Stymye,
It depends on how you define history. Built, launched once, busted up then sitting in a box in the basement doesn't mean much history to me.
That Mercury Redstone of mine that was unopened belonged to a man named Herb Desind. He was a science teacher at Laurel High School in Laurel Maryland. He was known for his amazing Cineroc films that he took all over the world. I first met him in 1980 at the Pearl River Model Rocket Seminar in Pearl River New York giving a talk on model rocket photography. His was always the most popular lecture and everyone looked forward to it every year. His involvement with kids and model rocketry got hundreds if not thousands of children into the hobby of model rocketry. He did demonstrations all over the place and participated in the bi-monthly launches at the Goddard Space Flight Center religiously. When I used to visit my Brother in Maryland I always used to spend time with Herb building rockets, flying cameras and looking through his collection of old kits. He was a great friend to me and the hobby.

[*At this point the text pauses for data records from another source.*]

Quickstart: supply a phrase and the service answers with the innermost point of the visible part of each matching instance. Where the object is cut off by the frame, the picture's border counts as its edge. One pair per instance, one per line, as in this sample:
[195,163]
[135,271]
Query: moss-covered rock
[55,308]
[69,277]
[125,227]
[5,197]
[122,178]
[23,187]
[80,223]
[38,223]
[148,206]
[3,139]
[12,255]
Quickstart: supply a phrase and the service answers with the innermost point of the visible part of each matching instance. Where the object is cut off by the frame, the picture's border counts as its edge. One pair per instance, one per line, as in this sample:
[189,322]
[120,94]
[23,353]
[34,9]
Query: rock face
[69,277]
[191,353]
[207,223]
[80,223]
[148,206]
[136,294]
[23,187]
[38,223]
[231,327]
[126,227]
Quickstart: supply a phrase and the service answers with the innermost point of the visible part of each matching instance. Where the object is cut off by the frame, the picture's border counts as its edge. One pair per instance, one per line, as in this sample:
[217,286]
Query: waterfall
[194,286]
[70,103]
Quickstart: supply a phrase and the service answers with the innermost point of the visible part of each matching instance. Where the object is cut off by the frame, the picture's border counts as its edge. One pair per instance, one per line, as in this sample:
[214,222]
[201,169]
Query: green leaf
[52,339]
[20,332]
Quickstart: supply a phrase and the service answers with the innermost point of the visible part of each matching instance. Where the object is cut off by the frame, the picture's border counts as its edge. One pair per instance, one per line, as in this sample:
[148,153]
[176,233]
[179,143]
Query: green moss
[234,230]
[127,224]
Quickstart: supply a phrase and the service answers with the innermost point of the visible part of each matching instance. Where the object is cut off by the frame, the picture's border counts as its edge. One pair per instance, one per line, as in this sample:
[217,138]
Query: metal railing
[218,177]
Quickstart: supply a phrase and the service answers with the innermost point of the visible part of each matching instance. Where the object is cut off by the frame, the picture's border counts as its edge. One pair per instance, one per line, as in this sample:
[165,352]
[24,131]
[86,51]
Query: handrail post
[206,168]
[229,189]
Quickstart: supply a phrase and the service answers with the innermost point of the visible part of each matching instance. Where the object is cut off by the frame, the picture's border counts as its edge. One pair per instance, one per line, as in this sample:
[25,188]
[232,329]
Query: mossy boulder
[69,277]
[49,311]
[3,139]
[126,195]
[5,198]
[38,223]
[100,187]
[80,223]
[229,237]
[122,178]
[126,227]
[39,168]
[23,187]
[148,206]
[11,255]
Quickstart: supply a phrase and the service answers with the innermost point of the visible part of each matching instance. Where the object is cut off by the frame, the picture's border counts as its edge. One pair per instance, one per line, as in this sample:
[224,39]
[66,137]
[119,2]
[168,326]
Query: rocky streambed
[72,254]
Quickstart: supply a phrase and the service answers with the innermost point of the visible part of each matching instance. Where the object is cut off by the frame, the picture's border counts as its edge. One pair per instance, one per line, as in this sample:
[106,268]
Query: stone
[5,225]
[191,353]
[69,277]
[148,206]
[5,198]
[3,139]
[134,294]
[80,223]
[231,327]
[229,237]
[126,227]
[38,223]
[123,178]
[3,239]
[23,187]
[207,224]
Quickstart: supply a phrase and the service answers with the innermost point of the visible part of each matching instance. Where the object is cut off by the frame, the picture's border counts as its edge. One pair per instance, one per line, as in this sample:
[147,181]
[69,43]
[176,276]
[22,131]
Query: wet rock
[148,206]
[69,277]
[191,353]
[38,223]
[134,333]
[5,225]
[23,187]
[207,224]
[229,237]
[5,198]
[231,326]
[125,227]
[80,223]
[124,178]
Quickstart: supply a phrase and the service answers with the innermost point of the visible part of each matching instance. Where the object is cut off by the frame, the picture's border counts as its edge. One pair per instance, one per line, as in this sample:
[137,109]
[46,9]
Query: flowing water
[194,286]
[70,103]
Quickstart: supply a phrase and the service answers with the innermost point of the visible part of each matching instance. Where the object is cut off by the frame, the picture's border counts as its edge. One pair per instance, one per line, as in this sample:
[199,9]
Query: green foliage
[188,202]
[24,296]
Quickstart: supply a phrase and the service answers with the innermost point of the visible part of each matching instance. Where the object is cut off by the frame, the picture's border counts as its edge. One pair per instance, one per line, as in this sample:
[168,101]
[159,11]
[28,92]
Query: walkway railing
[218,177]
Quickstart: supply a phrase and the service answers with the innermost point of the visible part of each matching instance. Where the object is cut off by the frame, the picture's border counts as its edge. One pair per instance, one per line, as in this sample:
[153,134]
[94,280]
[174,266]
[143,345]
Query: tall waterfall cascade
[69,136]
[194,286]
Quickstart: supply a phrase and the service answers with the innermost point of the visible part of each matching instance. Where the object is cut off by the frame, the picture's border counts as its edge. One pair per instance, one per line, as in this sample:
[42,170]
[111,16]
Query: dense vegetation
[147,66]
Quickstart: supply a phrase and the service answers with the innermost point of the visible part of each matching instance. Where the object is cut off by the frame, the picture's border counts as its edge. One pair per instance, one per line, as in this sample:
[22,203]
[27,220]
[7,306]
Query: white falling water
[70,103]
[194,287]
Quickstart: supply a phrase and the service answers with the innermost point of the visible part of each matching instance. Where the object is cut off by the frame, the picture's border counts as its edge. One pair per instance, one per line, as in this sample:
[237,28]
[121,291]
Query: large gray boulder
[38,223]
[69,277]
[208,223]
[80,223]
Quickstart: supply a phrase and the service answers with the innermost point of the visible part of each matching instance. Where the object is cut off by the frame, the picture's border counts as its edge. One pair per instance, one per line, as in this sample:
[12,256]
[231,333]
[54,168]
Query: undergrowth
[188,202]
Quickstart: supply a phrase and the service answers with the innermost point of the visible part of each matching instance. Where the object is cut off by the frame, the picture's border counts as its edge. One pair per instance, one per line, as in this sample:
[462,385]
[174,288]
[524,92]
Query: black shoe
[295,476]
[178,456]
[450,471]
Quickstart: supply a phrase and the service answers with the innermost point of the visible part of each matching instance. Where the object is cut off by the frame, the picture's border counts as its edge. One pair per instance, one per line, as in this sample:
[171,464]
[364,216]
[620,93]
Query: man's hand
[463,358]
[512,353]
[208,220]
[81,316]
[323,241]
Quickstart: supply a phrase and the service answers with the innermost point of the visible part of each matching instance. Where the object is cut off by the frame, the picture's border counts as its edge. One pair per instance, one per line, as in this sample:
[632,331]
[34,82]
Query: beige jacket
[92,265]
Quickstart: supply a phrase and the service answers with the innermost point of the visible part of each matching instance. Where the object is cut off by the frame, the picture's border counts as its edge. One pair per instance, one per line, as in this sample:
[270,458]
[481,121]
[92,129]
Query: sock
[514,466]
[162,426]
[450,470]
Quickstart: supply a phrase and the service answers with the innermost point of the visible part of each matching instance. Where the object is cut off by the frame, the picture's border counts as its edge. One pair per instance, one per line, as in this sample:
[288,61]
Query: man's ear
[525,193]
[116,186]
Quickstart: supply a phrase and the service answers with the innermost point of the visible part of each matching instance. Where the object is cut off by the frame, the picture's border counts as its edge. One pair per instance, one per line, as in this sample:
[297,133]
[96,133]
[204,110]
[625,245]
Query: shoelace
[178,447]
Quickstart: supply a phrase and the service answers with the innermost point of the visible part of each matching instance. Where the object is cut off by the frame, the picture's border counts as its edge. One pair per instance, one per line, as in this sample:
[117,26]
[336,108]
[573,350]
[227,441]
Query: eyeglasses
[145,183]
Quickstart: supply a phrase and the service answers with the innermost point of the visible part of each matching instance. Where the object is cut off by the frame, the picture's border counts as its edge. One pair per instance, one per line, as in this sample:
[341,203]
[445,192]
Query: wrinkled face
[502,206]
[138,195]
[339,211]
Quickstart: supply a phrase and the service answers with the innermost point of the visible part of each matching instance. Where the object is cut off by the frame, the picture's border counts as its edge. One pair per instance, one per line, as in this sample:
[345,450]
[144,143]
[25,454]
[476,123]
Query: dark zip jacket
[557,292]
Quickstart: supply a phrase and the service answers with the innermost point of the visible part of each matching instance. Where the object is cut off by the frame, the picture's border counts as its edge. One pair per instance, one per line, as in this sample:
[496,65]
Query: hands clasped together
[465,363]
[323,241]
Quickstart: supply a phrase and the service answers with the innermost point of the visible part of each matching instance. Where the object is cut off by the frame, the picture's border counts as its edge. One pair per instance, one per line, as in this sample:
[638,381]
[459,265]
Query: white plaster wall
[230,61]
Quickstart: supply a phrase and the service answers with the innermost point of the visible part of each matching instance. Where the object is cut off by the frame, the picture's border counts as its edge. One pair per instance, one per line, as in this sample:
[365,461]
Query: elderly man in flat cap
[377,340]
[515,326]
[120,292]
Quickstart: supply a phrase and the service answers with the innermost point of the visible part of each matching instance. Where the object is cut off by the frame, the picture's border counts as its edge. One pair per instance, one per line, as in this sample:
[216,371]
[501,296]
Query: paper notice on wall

A few years back Herb died very suddenly in his 40s from complications after routine surgery. His father who knew we were friends (I was a paw bearer at his funeral) gave his collection to me. When I look at any of these kits they represent a great deal of history to me and I will never part with them. Herb was the reason I got into model rocketry and have stayed with it for 25 years. Air & Space magazine recently did a story on him and the collection he had of tens of thousands of pictures of rockets, missiles, spacecraft and satellites that was donated to the Smithsonian after his death.
So don't assume history where there may be none and don't think that an unopened kit is just a bunch of parts that no one bothered to assemble.